Deploy Elasticsearch stack with podman and Ansible

Deploy Elasticsearch stack with podman and Ansible. Halfway on the road towards complete automation. But without the necessity of a complex orchestration tool. Somewhere between pets and cattles.

There is an existing Ansible collection containers.podman to handle podman pods and containers. Although Elastic the company already maintains an Ansible playbook for Elasticsearch, it uses regular Linux packages and not container images. Meet abalage.elasticstack_podman a collection of Ansible roles to deploy and handle an Elasticsearch cluster and its components like Kibana, Filebeat, Metricbeat and Logstash.

You can download it from galaxy.ansible.com or from github.

Table of Contents

Requirements

Any operating system which supports a relatively recent version of podman (>=3.0) is required. Beware that CentOS 7 is not among them. The playbooks were tested on AlmaLinux 8.4 and OpenSUSE Leap 15.3. However on OpenSUSE you need to use a third party repository (Virtualization_containers).

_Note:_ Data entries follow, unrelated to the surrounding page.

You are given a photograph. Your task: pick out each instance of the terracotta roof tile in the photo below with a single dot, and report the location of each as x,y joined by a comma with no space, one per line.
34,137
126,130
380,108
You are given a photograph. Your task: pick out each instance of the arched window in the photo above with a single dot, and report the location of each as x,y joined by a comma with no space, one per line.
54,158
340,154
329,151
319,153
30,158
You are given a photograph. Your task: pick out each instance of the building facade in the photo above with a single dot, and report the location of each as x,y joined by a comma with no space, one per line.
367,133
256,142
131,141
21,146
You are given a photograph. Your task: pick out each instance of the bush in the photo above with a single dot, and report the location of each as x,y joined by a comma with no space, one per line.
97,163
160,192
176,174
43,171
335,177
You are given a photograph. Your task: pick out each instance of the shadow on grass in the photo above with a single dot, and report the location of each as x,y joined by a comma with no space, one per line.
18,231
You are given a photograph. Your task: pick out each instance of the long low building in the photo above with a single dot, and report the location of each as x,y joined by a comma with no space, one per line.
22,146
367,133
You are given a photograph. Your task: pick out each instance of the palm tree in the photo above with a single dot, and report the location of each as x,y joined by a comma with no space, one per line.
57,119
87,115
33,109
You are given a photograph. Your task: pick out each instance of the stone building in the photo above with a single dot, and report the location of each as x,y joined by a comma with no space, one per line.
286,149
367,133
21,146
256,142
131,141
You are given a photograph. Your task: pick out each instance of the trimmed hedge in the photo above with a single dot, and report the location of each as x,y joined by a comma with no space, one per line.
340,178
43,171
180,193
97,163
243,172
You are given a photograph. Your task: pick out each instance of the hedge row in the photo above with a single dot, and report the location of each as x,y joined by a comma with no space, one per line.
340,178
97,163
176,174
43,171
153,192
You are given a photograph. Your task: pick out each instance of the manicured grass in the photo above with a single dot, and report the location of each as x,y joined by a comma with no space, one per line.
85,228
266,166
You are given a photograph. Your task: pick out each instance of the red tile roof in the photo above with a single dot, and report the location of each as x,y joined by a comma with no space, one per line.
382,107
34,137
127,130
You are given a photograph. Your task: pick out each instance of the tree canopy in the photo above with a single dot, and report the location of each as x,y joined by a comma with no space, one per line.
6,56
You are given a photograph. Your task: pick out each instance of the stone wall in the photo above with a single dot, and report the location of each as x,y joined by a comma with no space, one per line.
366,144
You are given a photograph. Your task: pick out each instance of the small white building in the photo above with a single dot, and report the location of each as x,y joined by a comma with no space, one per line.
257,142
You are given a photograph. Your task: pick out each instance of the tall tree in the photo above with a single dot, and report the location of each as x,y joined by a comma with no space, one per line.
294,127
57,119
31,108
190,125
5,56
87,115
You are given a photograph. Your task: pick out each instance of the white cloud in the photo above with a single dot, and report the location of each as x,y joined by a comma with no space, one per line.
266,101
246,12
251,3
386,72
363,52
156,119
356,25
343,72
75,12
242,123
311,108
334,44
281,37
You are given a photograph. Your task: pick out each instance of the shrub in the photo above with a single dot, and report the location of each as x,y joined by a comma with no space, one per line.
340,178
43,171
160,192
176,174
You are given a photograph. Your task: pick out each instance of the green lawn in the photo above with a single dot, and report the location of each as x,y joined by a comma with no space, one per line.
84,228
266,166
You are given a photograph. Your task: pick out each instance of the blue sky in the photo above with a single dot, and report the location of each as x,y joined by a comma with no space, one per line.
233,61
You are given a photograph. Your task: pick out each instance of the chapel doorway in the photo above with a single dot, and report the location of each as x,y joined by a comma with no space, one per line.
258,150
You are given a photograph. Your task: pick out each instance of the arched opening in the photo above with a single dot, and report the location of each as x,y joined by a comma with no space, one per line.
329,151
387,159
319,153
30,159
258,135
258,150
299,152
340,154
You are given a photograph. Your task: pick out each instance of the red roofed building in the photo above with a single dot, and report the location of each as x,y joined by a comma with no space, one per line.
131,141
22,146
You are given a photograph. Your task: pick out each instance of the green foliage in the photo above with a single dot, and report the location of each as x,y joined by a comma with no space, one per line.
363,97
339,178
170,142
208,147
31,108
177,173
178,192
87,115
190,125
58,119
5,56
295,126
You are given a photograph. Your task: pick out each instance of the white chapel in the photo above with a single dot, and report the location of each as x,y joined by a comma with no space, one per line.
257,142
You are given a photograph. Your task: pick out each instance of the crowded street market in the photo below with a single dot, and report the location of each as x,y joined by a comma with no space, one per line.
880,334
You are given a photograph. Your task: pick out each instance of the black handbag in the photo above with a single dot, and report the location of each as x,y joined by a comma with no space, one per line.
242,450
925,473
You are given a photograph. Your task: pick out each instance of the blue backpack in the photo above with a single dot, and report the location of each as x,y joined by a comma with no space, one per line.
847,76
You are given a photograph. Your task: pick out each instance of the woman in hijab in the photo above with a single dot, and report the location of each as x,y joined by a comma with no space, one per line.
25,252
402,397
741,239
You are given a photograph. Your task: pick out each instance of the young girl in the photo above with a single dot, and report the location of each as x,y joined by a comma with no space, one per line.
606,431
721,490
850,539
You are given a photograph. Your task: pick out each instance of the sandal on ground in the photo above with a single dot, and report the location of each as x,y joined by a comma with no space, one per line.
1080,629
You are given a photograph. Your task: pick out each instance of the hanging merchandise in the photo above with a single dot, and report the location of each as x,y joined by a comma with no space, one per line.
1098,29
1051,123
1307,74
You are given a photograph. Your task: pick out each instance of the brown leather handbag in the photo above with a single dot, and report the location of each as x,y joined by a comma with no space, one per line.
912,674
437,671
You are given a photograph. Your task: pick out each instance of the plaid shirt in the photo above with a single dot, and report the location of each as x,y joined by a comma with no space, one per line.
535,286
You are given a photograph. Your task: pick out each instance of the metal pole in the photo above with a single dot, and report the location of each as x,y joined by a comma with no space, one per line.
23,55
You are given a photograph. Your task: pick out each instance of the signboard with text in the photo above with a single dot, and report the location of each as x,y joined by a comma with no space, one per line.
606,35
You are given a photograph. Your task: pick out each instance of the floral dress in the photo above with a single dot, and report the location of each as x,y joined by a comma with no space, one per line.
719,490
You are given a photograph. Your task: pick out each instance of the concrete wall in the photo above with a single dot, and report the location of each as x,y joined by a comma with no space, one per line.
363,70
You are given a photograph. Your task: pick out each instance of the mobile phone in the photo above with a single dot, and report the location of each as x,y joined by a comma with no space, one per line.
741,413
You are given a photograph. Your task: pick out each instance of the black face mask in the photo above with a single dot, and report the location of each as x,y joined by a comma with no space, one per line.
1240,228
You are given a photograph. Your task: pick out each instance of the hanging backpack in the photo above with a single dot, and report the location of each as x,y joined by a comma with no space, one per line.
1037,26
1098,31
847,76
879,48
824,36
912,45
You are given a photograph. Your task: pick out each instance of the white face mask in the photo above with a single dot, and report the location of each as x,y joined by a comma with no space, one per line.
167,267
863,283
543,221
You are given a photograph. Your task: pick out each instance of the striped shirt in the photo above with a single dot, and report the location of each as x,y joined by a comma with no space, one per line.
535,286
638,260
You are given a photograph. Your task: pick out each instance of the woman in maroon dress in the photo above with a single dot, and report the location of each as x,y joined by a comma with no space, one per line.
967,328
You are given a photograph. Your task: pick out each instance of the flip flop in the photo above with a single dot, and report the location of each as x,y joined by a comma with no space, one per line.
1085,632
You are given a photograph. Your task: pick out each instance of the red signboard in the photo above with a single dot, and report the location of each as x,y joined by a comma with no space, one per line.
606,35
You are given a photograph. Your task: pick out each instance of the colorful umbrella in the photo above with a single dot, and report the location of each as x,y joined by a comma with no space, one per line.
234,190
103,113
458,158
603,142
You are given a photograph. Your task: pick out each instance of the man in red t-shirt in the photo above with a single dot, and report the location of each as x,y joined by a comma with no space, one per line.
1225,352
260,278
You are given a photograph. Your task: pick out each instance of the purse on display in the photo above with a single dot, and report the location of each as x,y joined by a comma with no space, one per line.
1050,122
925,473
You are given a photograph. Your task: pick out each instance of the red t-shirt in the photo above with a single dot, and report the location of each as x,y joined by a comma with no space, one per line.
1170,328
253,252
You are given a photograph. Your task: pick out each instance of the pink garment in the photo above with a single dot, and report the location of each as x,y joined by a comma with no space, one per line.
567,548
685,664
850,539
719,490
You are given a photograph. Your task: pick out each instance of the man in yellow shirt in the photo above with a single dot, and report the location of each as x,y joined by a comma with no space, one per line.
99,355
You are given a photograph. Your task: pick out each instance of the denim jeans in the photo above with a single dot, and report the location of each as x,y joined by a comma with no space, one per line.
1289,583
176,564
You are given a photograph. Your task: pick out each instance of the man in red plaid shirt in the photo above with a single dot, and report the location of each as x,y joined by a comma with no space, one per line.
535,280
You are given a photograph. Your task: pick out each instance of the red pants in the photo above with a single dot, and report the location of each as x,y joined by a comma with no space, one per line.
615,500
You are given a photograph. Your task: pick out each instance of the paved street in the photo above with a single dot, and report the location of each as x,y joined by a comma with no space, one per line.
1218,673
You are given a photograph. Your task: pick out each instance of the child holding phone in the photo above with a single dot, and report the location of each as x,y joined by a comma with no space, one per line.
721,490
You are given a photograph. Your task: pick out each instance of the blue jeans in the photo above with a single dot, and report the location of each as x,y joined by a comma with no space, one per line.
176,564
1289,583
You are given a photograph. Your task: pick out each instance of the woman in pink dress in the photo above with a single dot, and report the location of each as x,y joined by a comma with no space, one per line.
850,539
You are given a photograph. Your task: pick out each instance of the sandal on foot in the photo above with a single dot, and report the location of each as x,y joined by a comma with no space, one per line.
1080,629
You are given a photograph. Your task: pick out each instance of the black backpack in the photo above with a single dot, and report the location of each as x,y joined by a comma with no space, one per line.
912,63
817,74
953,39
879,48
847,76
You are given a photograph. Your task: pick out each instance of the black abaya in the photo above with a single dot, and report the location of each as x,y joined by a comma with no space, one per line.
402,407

The collection does not contain a reverse proxy for Kibana. You can use either Traefik of NGINX. The Kibana container is already provides labels for Traefik.

Features

I implemented the following features.

It deploys an Elasticsearch cluster. Works with single node deployments. However you can build a cluster of multiple nodes as well. You can even run multiple nodes on the same host OS.
Use Kibana for visualization.
Metricbeat automatically collects and stores all components metrics in the cluster. Use Kibana’s Stack Monitoring app to access the metrics.
Filebeat sends the components logs to Elasticsearch. Use Kibana’s Logs app to access the logs.
Optionally you can set up Logstash containers too. Although there are not many pipeline templates available.
Automatically populates built-in and custom users, passwords and roles. It does not support AD integration yet.
Pods and containers are automatically started upon reboot by using systemd units.
Supports host firewalld. Disabled by default.
Works best with host networking. Support for bridge networking is best effort and has scalability limitations. It does not support rootless networking at the moment.

Usage of the collection

I expect you already have an Ansible control node and several managed hosts. The collection was developed and tested with Ansible 2.9.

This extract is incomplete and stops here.